Dalam sebuah wawancara dengan Reuters, Sabtu lalu, Erywan mengatakan ia masih bernegosiasi dengan militer mengenai persyaratan kunjungan yang ia harapkan berlangsung sebelum akhir Oktober, dan sedang mengusahakan akses ke pemimpin terguling Aung San Suu Kyi.
"Yang kami serukan saat ini adalah agar semua pihak menghentikan kekerasan, terutama yang berkaitan dengan distribusi bantuan kemanusiaan," katanya.
Negara-negara ASEAN dan mitra-mitra dialognya telah menjanjikan bantuan sebesar $8 juta untuk Myanmar, tambahnya.
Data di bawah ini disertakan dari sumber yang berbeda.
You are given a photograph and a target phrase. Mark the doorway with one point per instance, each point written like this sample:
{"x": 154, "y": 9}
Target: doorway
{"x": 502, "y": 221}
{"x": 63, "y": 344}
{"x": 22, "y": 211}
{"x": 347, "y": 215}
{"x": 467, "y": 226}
Militer merebut kekuasaan setelah menuduh terjadi penyimpangan dalam pemilihan yang dimenangkan secara meyakinkan oleh partai Liga Nasional untuk Demokrasi pimpinan Suu Kyi. Badan-badan pemantau internasional dan komisi pemilihan pada saat itu mengatakan tuduhan militer itu tidak benar. [ab/uh]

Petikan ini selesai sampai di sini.